# Help with Venturi smoke generator



## kaybee (Jan 4, 2017)

I have been tossing around the idea of making a venturi type cold smoker. I was thinking of a High Nozzle Smoke Generator type. I made a cylinder from a stainless cookie sheet I had that I rolled and will bolt together. I will be using a stainless injector from a coffee machine milk frother. I have an aquarium pump already and I may try to use a pump from a discarded CPAP machine. I have sourced a fine screen from what I think is some sort of vegetable strainer that I was going to put at the bottom so the ashes could go down past it. What I was wondering is what I should make the tube out of to enter the smoker. I don't know where I can get a piece of stainless that size without paying a lot. Copper tube or aluminum may be easier to get, any reason they shouldn't be used?

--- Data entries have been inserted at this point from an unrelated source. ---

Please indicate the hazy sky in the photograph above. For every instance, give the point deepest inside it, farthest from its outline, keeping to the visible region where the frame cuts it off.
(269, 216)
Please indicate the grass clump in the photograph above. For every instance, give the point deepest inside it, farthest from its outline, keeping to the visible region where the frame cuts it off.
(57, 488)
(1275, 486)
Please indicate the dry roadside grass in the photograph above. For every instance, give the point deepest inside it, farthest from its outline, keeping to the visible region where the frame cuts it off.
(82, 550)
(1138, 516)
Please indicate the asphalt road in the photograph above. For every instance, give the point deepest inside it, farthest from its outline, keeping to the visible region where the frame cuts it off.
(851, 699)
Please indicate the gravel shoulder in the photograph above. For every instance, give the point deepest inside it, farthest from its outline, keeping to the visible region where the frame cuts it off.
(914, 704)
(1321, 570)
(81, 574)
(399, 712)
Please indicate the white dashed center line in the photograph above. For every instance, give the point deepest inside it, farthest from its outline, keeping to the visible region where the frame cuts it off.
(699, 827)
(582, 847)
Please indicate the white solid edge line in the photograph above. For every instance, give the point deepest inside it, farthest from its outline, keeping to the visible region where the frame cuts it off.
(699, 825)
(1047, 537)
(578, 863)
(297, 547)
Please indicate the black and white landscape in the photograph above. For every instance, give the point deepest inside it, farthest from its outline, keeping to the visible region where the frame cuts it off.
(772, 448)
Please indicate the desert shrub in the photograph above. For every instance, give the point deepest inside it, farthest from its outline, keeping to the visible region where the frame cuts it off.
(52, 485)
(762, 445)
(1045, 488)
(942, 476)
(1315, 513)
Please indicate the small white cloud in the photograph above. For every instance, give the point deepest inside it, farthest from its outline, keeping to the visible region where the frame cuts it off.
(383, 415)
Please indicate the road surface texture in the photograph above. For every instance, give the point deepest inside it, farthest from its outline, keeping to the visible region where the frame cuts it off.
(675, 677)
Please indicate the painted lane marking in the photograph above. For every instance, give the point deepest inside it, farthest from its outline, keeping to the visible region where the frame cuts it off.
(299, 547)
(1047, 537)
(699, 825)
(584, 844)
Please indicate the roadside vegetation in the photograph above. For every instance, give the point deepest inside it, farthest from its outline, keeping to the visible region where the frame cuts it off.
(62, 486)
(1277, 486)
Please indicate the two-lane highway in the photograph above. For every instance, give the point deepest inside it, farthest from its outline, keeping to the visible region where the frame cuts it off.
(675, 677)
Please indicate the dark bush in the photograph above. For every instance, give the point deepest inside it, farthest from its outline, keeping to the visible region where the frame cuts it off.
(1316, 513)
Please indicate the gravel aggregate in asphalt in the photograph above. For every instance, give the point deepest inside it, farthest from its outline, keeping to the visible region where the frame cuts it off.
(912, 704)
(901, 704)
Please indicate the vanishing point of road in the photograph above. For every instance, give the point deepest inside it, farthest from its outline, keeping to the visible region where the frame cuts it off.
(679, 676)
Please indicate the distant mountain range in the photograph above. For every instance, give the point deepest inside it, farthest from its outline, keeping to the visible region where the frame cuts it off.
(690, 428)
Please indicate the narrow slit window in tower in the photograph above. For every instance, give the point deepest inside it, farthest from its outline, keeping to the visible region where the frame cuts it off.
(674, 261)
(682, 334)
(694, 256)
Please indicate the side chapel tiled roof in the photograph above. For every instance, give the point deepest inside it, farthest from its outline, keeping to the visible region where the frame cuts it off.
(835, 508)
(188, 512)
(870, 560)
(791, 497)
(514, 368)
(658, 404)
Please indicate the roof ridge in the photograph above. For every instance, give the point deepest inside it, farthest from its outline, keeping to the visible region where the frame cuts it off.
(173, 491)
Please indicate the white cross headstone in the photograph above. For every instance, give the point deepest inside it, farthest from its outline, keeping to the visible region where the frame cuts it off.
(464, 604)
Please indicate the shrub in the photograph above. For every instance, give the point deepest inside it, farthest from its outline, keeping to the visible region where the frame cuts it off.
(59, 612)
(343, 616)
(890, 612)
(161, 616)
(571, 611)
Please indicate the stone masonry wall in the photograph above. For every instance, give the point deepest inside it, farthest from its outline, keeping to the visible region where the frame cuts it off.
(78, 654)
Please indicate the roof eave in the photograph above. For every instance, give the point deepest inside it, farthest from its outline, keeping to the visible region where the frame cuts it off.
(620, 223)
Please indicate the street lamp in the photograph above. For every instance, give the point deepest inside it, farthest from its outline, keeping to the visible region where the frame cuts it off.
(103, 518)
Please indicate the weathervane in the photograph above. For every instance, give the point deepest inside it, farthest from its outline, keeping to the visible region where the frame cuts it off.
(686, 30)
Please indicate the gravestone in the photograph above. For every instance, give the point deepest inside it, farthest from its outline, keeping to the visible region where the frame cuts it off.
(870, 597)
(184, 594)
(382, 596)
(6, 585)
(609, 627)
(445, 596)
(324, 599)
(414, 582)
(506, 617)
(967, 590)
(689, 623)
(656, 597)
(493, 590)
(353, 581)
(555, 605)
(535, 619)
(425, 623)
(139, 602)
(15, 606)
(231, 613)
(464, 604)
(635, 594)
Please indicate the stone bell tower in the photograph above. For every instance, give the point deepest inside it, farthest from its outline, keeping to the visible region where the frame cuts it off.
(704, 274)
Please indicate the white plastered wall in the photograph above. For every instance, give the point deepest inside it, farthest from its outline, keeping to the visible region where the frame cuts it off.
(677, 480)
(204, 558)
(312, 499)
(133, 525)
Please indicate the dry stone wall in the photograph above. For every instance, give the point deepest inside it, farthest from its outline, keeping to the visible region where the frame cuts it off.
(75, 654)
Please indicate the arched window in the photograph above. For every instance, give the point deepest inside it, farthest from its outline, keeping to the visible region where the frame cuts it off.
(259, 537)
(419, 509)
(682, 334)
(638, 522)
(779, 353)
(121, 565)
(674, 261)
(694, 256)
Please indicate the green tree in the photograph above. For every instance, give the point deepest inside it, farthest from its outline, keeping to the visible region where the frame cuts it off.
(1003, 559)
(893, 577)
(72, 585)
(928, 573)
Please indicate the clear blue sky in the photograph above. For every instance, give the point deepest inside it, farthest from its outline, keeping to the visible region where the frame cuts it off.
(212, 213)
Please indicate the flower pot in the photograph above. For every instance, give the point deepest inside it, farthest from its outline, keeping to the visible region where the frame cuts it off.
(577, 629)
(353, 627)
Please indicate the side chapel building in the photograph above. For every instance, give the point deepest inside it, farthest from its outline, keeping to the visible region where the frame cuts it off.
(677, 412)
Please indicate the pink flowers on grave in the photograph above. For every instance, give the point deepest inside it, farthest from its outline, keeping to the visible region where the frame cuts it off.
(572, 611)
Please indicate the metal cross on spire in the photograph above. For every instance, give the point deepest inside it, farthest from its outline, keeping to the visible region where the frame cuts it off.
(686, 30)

I like the Smokai unit, but someone said low temps and humidity cause issues. A lot of times I smoke things when it is snowing or raining. I was thinking the high nozzle since it uses draft and maybe didn't always need the pump or I could sort of tune it if necessary.

I have a MES, and the cold smoker attachment goes through chips like crazy. I have to add about every hour and it is not fun. The regular way needs babysitting too. I got the amazen pellet smoker and the only way it stays lit is if I open the bents all the way, but that lets most of the heat out too. 

Thanks


----------



## g dog (Jan 5, 2017)

I built one that kind of looked like the smoke daddy but with Square aluminum tubing.  I loved the idea of it, but the praticality of it was terrible.  It produced a ton of creosote, so much so that it would eventually plug it up and put the fire out.  I tried at least ten different ways to make it work- different wood chunks, mixing in charcoal to make it hotter, on and on and on, and it just was never that great.  I think that all smoke daddy's suffer the same problems.  Not sure about that Smokai unit, the design looks different, I just don't know what would happen to the creosote in it either, it has to go somewhere. 

My solution was to get a completely separate fire box- actually a heavy duty stove for a wall tent that someone gave me.  I pipe the smoke in from that and it works awesome. 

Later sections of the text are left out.